From: Central but not systemic administration of XPro1595 is therapeutic following moderate spinal cord injury in mice

Figure 2

Centrally administered XPro1595 improves motor functions and decreases lesion size after SCI. (A) Analysis of BMS scores in mice treated centrally for three consecutive days with either saline, XPro1595, or etanercept showed that XPro1595-treated mice significantly improved their BMS score from 3 to 35 days after SCI compared to both saline- and etanercept-treated mice (*P <0.05 and ***P <0.001, two-way repeated measures ANOVA). All groups of mice significantly improved their BMS score over time (***P <0.001). (B) Rung walk analysis showed that XPro1595-treated mice significantly decreased their number of mistakes compared to saline- and etanercept-treated mice (*P <0.05 and **P <0.01). (C) Thermal stimulation using the Hargreave’s test showed no differences in latency time to withdraw paws between saline-, XPro1595-, and etanercept-treated mice. All mice decreased their latency to remove their paws over time after SCI (****P <0.0001). (D) Luxol fast blue stained thoracic spinal cord sections from mice treated with either saline, XPro1595, or etanercept and allowed 35 days survival after SCI. Scale bar: 100 μm. (E) Analysis of lesion volumes 35 days after SCI showed that the lesion size was significantly smaller in XPro1595-treated mice compared to both saline- and etanercept-treated mice (one-way ANOVA, followed by Tukey’s test). (F) Representative thoracic spinal cord sections from saline-, XPro1595-, and etanercept-treated mice stained for anti-GFAP allowed 35 days survival.

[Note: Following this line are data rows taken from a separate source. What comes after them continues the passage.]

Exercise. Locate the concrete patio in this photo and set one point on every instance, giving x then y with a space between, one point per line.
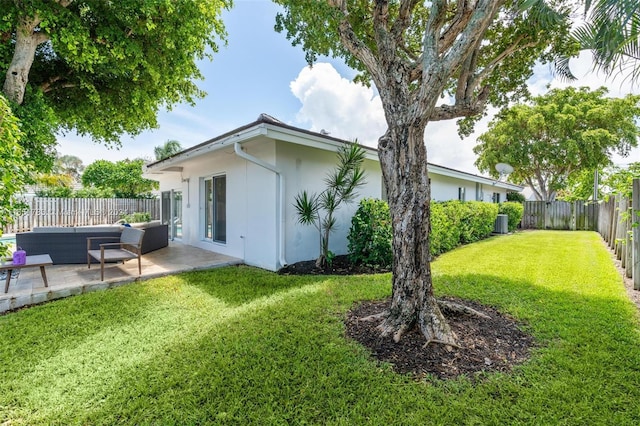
67 280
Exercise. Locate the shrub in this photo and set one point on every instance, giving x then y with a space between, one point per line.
445 229
514 211
370 236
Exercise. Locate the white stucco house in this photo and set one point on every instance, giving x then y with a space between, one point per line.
234 194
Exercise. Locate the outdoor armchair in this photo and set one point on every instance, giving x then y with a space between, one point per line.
129 247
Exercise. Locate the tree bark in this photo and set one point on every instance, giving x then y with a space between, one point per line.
27 41
403 158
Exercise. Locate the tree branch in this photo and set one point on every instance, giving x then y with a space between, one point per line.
464 41
462 107
459 21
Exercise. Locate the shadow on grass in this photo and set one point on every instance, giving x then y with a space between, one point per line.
238 285
289 362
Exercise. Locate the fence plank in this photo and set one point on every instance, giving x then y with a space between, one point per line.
636 234
578 215
78 212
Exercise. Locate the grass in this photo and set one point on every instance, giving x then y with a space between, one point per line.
244 346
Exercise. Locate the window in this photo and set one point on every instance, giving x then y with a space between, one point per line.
172 212
215 196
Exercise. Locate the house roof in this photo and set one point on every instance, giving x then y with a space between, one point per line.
271 127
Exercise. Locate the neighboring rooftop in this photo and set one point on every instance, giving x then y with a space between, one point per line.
268 120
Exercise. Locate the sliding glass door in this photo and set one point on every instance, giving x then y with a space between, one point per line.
215 220
172 212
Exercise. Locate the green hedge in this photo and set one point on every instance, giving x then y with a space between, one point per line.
514 211
455 222
370 235
452 223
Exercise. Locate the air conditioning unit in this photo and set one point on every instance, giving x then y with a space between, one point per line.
501 225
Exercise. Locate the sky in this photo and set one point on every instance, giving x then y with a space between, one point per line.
259 71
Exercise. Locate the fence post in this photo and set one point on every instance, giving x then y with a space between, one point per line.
629 244
636 234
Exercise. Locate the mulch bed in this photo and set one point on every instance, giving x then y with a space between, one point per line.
340 266
486 345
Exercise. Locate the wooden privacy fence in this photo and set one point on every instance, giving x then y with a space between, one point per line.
78 211
576 216
619 226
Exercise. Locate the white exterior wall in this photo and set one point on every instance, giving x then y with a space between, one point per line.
250 202
252 197
305 169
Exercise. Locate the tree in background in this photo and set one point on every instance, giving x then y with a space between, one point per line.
580 186
558 135
342 185
69 165
170 147
103 68
612 34
14 171
463 55
619 180
123 177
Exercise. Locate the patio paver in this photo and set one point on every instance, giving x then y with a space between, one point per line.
67 280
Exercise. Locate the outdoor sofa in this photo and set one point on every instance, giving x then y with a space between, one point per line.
69 245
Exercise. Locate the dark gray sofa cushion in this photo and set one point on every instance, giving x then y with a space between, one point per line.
71 247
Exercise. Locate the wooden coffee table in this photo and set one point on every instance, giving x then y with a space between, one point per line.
40 260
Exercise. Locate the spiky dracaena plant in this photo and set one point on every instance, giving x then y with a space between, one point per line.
317 209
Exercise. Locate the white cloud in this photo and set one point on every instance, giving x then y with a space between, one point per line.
341 107
350 110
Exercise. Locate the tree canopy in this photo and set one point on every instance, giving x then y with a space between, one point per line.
123 177
14 171
612 33
104 68
169 148
558 135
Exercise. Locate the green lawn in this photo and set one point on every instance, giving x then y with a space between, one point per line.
243 346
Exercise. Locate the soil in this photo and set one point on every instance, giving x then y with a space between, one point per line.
339 266
486 345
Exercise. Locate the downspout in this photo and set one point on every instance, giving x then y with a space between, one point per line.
280 241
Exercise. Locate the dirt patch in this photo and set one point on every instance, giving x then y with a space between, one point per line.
340 266
487 345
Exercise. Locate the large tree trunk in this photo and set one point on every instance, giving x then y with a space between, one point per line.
17 77
403 158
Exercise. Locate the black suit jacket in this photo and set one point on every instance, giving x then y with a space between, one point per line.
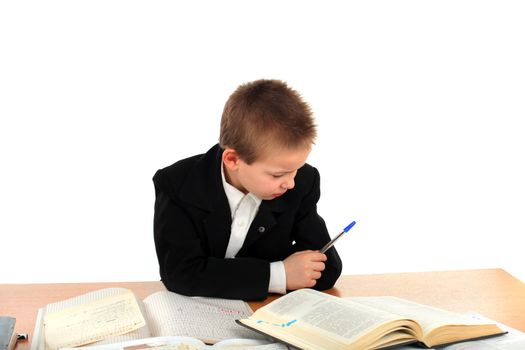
192 225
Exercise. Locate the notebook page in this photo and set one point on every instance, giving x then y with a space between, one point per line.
208 319
143 332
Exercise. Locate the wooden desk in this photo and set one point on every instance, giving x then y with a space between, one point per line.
492 292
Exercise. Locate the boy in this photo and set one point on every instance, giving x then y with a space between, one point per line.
240 221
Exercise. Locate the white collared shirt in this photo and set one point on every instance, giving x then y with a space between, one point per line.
243 208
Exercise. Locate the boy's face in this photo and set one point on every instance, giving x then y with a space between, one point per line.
270 176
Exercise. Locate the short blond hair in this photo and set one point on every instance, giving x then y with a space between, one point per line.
263 114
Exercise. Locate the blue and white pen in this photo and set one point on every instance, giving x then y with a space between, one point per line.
331 243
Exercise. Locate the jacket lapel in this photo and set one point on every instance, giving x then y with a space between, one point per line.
264 221
210 198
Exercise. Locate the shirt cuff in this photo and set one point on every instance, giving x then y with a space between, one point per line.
277 278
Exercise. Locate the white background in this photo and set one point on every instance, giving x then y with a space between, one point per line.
419 106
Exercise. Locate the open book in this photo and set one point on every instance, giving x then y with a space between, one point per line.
309 319
114 315
187 343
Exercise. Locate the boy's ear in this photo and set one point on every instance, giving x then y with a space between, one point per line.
231 158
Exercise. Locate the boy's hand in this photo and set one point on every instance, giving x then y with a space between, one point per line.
303 269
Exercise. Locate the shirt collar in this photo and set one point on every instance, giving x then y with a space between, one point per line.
234 195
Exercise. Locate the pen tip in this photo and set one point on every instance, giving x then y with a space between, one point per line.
349 226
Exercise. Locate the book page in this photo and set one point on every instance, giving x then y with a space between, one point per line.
343 318
208 319
428 317
92 321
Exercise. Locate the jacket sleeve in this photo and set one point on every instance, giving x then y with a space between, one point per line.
311 233
186 262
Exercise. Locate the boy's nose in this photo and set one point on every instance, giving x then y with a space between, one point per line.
289 184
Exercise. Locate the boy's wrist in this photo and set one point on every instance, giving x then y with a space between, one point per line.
277 278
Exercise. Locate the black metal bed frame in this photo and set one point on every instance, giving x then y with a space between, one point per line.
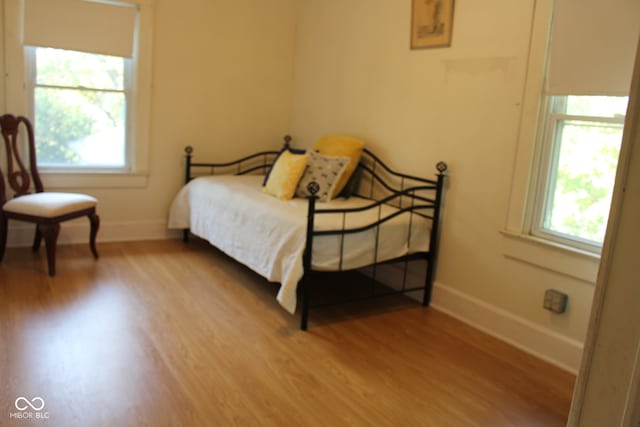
378 183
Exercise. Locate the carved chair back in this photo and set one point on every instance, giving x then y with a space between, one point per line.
22 176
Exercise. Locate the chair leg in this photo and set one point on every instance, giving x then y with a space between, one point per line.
4 229
50 233
95 225
37 239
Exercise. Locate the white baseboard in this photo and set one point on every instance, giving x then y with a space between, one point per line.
77 232
543 343
521 333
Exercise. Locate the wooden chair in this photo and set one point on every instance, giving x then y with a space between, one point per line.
31 203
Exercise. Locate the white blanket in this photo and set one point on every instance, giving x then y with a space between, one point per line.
268 235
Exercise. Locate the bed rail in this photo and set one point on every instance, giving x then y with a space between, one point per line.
410 195
407 194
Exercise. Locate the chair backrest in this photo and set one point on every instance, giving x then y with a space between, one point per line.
21 178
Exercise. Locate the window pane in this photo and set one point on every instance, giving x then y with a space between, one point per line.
80 127
57 67
582 178
595 106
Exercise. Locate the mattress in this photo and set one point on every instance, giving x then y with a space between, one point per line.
269 235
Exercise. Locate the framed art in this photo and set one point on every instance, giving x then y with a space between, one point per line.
431 23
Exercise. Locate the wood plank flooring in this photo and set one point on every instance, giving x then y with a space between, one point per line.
166 334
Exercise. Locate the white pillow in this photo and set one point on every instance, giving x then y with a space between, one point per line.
325 171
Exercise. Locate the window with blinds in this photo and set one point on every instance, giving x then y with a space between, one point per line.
79 56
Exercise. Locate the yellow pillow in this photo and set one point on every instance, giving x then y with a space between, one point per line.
285 175
342 146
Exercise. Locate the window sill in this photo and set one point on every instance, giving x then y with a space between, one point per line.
62 180
581 265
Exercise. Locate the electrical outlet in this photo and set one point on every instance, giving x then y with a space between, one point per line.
555 301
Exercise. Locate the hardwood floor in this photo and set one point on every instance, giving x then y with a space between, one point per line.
166 334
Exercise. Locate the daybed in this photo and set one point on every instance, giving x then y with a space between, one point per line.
380 216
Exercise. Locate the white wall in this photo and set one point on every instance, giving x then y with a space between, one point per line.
355 74
608 388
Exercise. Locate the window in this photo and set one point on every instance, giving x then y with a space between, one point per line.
580 148
86 56
80 108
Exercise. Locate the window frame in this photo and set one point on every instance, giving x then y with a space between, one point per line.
549 146
18 102
129 142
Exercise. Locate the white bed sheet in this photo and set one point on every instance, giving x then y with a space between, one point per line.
268 235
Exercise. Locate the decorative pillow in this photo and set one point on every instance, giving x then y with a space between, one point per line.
339 145
352 185
291 150
326 171
285 175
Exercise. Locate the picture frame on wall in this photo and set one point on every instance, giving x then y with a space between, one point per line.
431 23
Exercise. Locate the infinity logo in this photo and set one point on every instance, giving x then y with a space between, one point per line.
26 403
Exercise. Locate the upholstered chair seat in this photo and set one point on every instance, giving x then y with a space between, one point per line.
49 205
30 202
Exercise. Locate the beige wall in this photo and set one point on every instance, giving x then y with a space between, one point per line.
355 74
231 76
221 82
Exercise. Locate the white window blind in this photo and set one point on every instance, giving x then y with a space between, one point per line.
593 45
86 26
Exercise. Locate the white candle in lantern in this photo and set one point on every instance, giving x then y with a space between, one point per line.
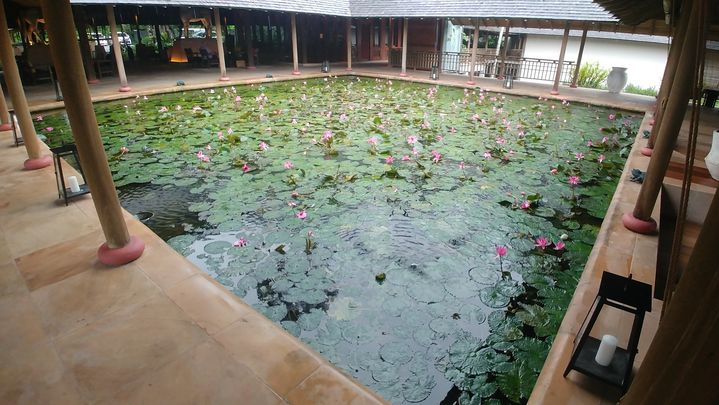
606 350
74 185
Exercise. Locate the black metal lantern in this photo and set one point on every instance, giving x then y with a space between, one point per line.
601 357
508 82
75 189
434 74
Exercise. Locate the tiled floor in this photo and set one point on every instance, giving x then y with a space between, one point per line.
159 330
153 331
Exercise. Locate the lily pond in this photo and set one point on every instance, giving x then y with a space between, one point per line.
425 239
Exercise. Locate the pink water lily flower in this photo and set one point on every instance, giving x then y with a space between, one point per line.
501 250
541 242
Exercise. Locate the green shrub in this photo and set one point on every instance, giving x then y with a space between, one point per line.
646 91
592 75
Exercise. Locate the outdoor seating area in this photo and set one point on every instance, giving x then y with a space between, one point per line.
350 202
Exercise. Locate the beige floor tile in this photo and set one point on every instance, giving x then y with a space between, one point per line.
10 280
90 295
272 354
208 304
37 377
53 264
21 325
328 386
127 346
204 375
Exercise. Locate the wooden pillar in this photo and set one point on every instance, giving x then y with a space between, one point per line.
579 59
473 57
14 84
220 45
681 364
560 63
640 220
81 22
675 52
250 44
116 48
503 68
348 42
5 124
405 27
295 59
120 248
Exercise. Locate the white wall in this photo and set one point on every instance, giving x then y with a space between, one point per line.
644 61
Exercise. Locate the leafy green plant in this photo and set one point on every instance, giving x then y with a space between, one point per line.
646 91
592 75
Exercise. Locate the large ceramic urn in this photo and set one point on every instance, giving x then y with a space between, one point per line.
617 79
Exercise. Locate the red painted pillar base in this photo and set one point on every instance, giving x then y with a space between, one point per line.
39 163
637 225
123 255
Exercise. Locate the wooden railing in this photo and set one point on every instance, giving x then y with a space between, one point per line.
485 65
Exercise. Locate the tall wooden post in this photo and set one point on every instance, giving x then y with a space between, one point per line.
250 42
5 124
81 22
120 248
640 220
579 59
12 78
405 26
675 52
116 49
560 63
348 42
295 59
473 57
681 364
503 68
220 45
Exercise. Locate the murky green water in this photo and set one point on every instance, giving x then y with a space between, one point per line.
368 217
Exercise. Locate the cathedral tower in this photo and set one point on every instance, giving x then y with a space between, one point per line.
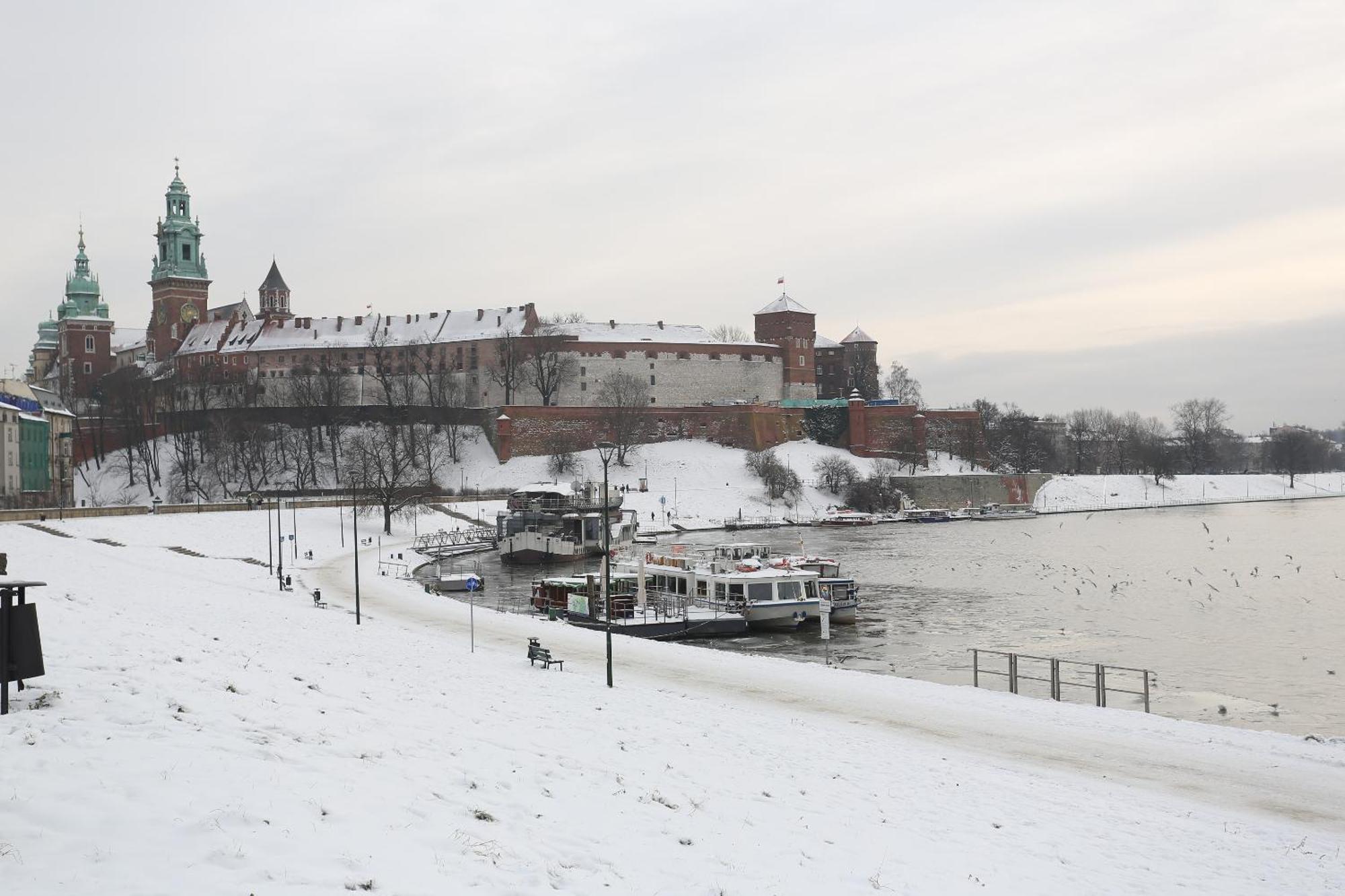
274 295
180 282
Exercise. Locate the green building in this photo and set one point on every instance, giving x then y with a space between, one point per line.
34 455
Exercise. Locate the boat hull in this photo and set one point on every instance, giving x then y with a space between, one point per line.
781 615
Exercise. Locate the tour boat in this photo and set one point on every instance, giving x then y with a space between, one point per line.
769 598
841 591
933 514
1004 512
558 522
848 518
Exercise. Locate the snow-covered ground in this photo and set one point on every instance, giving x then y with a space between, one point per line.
201 732
1089 493
697 485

Scale bar: 100 μm. (G) Quantification of GFAP protein expression in spinal cord tissue of saline-, XPro1595-, and etanercept-treated mice at 7 and 28 days after SCI. Data are normalized to β-actin protein expression. Results, expressed as percent of control, are the mean ± SEM of three animals per group. *P <0.05, **P <0.01, and ***P <0.001 versus control by one-way ANOVA with Tukey’s test.